For the bank, this is not just about meeting client demands. It is also a way to address ballooning costs of compliance and operations. As per DigFin’s story yesterday, private banks are trying to automate the onboarding process and the paperwork that goes with routine transactions. Now CS users can upload images of, say, a new proof of address when buying a product.
DBS
Last year, DBS became the first bank in Southeast Asia to let RMs converse with clients via WeChat and WhatsApp. DBS worked with a fintech, Singapore-based FinChat, to build the capability.
Clients using WeChat or WhatsApp can plug into DBS’s own app. They first must apply, and then their RM will set up a private chat room. DBS predicts by letting RMs and clients converse this way, it will save 10,000 manhours of RM labor per year. The bank intends to introduce limited transaction capabilities later this year.
J.P. Morgan
The bank last year set up a corporate WeChat account for the public, and for its clients to follow its latest activities and information. “WeChat is one of the key social platforms to communicate with our clients,” Kwang said.
More significantly, the bank is planning to deliver further capabilities on WeChat enabling two-way instant messaging with clients. “We’re still developing the two-way messaging,” Kwang said, noting that providing a compliant messaging channel between RMs and clients via social media is a priority, along with ensuring client information is protected.
Pictet Wealth Management
Claude Haberer, Asia CEO, says the bank is under a lot of pressure from clients to let them communicate via WeChat or WhatsApp.
“We cannot forbid bank staff to communicate with clients this way,” he said.
Pictet’s stance is that its RMs are expected to honor a code of conduct.
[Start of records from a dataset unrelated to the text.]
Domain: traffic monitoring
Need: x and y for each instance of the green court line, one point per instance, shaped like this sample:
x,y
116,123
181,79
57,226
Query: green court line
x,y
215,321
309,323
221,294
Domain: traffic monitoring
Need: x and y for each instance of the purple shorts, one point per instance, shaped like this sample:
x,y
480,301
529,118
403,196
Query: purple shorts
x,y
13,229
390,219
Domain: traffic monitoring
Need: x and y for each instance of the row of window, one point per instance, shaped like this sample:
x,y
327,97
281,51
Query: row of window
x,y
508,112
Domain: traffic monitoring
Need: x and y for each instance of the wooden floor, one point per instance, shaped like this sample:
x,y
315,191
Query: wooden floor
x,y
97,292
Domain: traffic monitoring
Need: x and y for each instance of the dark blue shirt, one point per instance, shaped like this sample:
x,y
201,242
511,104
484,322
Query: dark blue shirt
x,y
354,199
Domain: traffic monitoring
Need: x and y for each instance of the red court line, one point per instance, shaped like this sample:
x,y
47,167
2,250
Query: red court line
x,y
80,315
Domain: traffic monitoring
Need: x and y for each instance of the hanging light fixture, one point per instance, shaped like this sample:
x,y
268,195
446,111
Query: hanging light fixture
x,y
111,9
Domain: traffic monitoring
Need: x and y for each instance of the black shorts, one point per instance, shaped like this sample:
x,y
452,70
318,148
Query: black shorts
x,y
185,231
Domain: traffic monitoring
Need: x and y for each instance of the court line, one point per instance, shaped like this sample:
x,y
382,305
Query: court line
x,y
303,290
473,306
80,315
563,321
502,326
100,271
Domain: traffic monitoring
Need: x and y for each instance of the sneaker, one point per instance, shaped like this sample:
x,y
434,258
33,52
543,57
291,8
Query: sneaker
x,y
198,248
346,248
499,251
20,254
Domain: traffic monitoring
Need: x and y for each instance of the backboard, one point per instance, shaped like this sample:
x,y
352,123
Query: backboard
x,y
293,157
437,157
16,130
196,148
They can share information and discuss trading ideas. But there can be no instructions for a transaction. Those must be placed the traditional way, via email or a phone call, with callbacks from Pictet as a security measure.
Could this change? “We will continue to monitor how WhatsApp enhances the encryption around its messages,” Haberer said. But for now, the bank’s relying on the training of its RMs and its conventional security methods.
UBS Wealth Management
The bank introduced in October advisor messaging on WeChat for Android and Apple users, allowing communications and messaging on a UBS business account. To allow this outside a bank’s internal tech stack is an innovation.
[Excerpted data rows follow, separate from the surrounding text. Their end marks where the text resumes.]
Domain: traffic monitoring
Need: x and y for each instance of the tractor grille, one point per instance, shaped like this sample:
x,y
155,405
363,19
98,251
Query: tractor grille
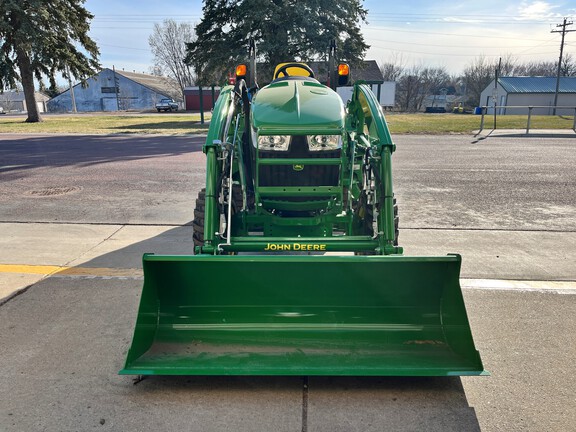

“It was considered a total no-no in the industry,” said Amy Lo, co-head of private wealth for Asia Pacific. Therefore UBS began this project in the regulatory sandbox at the Hong Kong Monetary Authority. Even so, it took some time to evaluate different fintech vendors and get the project off the ground.
UBS monitors WeChat conversations on its internal systems
The bank set up a marketing page (or “account”) on WeChat in 2016, when it opened a wealth-management branch in Shanghai.
Now it is considering whether to allow clients to execute trades via WeChat. This is a complicated decision, given the additional security and regulatory considerations, but Lo expects it to happen.
“We’re restricted on our social-media compliance,” Lo said. “Trading is the direction this is taking,” she said.